Tillich and Otto
1. The second commandment in the Protestant ordering prohibits idols. What are those?
- Sign and symbol both point beyond themselves--but the symbol participates in that which it points to. Think of the difference between a blueprint and a wallet photo of a loved one.
- Symbols are found in all religions. Symbols can be in all media. Think of participation in singing a hymn versus just reading out loud a treatise about God. The singing of a hymn is a symbol of life in God, not just a sign.
- The pointing and the participation come together in a symbol. Think of Eastern Orthodox icons. The icon of the Trinity is full of meaning. Blue stands for divinity. Each of the persons has that. But the Holy Spirit also has green--for new life--and a hand pointing down. The Father has shimmering robes of glory. The Son in addition to the blue of the divinity has brown for earthly humanity, and holds out two fingers, for his two natures, human and divine. The icon is at the same time a treatise of theology (the Orthodox do not talk of "painting" icons but of "writing" them), as something that symbolizes God in a detailed way, and yet it participates in that holiness. One would not light a candle in front of a book about the Trinity, but the Orthodox will light a candle before the icon.
- Everything in existence can be a symbol of God, because God is the ground of being.
- According to Tillich, a symbol becomes an idol if it is no longer seen as pointing beyond itself, if it is seen as the holy itself, and not as something that points to the holy.
- Symbols have their meaning only in a certain context. To think that they have unconditional meaning, meaning beyond their context, is to treat them as idols.
In particular, doctrines like the virginal conception of Jesus are symbols, and when they are in a culture that does not get much out of them, they become idols. Tillich seems to be thinking that if something is treated as having "ultimate validity", a validity transcending culture, then it is being treated as God.
- Is this right? Mathematics seems to have a validity transcending culture, but when we say this, we are not treating mathematics as God. As a historical matter of fact, either Mary was a virgin or was not a virgin when Jesus was conceived. Whether she was or was not, the fact is objective, physical and transcends culture. But this does not mean that the fact is being worshiped. (By the way, Tillich's argument that Christ was not fully human if he did not have a human father is simply fallacious. Presumably, there was a first human being at some point in history, and that first human being by definition also did not have a human father, but was no less human for that.)
- Tillich opposes the literal and the symbolic. But perhaps there is a fourth category besides sign, symbol and idol, a category for something that both is literal and symbolic, and where the two are intertwined. Consider something like the crossing of the Red Sea. One can say that on the one hand it was a literal and physical event. On the other hand, this physical event symbolized many things--God's liberating love, salvation, baptism. It was precisely because the event was a literal liberation from the Egyptians that it is capable of symbolizing these things. Some Christians (e.g., Catholics, the Eastern Orthodox, Lutherans) believe that in the communion service, Christ comes to be both actually present and to be symbolized (the physical eating symbolizes his spiritually feeding us).

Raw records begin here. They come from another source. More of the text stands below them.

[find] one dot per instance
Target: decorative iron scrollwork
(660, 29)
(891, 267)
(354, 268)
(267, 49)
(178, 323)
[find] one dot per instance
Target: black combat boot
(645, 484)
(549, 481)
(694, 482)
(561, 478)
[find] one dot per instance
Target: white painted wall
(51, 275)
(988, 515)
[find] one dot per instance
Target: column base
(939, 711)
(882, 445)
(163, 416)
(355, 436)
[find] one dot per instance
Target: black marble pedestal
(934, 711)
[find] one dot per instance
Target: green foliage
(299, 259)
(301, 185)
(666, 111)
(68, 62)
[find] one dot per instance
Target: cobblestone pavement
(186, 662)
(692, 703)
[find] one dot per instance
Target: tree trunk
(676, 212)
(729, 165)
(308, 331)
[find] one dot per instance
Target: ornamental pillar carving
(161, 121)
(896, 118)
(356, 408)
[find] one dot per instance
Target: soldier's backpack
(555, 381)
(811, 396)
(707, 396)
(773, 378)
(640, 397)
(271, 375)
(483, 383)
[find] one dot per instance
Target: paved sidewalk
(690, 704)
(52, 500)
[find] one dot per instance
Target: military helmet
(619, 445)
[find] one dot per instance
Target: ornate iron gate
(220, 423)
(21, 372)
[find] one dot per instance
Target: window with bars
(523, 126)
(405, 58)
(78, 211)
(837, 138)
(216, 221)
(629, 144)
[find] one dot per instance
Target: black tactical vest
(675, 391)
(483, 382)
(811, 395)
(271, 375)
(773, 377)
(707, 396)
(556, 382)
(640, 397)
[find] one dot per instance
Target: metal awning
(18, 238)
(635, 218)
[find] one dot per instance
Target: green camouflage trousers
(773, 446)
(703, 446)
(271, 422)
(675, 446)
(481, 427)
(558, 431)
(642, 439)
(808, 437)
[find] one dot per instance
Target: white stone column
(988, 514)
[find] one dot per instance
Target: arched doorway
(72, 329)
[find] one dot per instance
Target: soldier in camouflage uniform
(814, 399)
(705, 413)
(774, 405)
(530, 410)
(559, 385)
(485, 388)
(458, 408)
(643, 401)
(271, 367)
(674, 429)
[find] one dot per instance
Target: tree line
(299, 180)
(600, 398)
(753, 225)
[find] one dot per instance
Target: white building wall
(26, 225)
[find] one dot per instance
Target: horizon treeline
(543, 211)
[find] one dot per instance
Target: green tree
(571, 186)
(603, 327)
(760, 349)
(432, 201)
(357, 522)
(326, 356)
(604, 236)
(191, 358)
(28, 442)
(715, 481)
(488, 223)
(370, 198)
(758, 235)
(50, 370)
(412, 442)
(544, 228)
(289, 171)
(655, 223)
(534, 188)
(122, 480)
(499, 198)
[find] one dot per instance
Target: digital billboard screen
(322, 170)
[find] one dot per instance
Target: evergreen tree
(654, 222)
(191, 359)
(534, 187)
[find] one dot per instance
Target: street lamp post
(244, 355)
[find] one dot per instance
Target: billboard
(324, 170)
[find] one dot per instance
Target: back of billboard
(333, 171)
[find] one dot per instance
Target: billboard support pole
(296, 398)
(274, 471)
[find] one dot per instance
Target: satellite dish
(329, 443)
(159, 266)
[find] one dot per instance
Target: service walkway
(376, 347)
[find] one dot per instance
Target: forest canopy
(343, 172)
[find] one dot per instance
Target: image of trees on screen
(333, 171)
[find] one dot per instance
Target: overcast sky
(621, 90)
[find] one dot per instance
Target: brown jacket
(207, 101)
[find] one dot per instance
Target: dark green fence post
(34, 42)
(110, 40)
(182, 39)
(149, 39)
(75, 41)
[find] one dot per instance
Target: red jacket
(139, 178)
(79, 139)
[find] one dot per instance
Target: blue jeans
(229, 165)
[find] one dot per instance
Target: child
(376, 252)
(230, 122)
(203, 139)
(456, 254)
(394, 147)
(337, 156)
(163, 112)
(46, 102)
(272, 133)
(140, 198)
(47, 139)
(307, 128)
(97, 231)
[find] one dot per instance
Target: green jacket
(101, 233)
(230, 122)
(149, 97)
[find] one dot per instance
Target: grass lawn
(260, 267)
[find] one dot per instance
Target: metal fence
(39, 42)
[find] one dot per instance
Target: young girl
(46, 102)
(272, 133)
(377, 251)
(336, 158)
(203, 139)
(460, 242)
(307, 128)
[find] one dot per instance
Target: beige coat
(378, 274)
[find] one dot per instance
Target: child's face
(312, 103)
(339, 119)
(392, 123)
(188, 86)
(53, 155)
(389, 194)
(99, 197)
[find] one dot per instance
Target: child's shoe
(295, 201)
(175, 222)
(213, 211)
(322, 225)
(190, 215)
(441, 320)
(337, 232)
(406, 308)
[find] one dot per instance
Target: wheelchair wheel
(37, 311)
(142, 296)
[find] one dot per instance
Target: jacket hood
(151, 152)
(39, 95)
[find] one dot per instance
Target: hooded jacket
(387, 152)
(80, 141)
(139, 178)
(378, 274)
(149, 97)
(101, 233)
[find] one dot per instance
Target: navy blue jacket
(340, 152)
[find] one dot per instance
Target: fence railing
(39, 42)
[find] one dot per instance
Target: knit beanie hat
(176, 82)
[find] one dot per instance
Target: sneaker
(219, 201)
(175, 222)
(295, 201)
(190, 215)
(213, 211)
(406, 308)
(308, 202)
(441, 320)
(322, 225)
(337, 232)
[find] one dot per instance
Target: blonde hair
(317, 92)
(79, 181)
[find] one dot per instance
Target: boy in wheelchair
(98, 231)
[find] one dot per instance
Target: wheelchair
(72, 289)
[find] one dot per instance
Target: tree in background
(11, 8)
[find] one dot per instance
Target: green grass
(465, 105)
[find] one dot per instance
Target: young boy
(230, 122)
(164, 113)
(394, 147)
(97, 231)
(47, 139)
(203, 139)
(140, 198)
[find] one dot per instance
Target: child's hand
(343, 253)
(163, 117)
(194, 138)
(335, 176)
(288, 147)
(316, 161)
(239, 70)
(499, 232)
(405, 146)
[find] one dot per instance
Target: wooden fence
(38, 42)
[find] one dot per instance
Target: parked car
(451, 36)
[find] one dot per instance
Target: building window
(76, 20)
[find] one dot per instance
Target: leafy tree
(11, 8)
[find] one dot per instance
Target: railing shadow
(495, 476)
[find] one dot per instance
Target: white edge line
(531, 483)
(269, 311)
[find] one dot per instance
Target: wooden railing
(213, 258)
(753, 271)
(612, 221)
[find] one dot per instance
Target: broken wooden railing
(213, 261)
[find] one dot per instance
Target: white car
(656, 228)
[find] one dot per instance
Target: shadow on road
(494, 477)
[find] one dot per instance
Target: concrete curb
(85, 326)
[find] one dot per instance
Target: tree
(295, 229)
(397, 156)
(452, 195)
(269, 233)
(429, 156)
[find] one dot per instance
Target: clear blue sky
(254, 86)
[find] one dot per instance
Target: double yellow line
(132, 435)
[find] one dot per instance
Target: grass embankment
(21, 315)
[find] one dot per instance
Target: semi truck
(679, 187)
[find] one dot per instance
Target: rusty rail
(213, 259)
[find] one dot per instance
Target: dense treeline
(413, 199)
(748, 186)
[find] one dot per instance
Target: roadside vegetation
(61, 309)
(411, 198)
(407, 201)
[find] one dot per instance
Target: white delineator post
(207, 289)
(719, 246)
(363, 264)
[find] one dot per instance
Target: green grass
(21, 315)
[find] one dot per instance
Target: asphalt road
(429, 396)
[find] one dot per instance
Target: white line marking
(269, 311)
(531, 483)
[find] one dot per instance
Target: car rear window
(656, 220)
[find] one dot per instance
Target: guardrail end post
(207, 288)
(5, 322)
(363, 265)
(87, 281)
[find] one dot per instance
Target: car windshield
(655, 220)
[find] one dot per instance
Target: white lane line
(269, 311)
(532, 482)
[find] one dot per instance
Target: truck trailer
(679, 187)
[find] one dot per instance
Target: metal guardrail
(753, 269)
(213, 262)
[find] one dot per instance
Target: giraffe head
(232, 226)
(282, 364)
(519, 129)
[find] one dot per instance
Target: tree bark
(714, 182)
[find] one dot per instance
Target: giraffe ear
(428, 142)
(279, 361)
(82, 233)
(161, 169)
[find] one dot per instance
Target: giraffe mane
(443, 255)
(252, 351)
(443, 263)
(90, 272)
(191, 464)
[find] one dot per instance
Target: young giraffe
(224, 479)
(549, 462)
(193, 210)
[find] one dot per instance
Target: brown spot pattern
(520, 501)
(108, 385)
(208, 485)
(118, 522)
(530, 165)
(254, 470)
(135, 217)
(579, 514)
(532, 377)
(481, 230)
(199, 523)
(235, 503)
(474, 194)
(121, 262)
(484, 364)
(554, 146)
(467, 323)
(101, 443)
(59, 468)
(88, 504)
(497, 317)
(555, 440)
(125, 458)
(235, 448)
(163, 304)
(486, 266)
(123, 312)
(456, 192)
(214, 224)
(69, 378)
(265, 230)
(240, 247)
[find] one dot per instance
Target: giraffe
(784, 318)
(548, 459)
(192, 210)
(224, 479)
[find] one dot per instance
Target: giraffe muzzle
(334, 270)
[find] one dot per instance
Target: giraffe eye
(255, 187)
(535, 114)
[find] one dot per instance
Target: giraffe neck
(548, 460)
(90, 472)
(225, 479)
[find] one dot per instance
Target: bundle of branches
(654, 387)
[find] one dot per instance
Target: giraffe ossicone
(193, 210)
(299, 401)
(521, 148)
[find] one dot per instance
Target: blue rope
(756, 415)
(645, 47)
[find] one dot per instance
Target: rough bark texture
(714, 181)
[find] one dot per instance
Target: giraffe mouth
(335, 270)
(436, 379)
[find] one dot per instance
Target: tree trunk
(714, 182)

2. The next command commands us to keep holy the divine name. Traditionally, this is understood as a prohibition against false oaths that invoke the divine name.
- I had you read Otto on what "holy" means. It does not just mean "morally good" or anything that can be put into words. It has a meaning that goes beyond that. It signifies the morally good plus the "numinous". What is the numinous? The best way is to describe it is as the mysterium tremendum et fascinans--the mystery that provokes fear/awe and yet that attracts. It pushes and pulls. We understand this non-rational addition through feeling in certain indescribable ways.
- Question: Do we owe respect to what people from other religions treat as holy? Are all these things symbols of God? Or only some?